The conductors between the disconnect and the tap are unprotected service-entrance conductors. You size them so they will not be overloaded, since you can’t size them to be protected from a fault on the supply side. Start with 230.42(A) and (B). The conductors must be sized for the inverter output and for the disconnect size. So in this case, you size the conductors for the 100 A disconnect.

On the load side of the disconnect, you size the conductors so the 100 A fuses protect them.
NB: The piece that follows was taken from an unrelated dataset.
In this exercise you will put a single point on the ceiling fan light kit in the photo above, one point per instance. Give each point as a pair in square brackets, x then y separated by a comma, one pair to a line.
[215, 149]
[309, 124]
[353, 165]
Grounding is a little more difficult. Since your ac disconnect is a service entrance, it has the neutral-to-ground bond and has to be connected to the grounding-electrode system. You size the grounding-electrode conductor from Table 250.66 based on the size of the conductor from the tap to the disconnect. You size the equipment grounding conductor from the disconnect to the inverter using Table 250.122. If there is a ground conductor from the utility, you should run it to the disconnect.


----------



## steveray (Apr 9, 2019)

As you know, I am not an electrician, but I do try. I understand the allowability of taps and "overprotecting" a conductor for motor starting and such, it takes me a while to hammer through he NEC to figure it out...


----------



## jar546 (Apr 9, 2019)

Yeah, again, this has nothing to do with PV systems.  This is as described.  I don't want to get thread drift on this subject.  Right idea, wrong code sections/chapter.


----------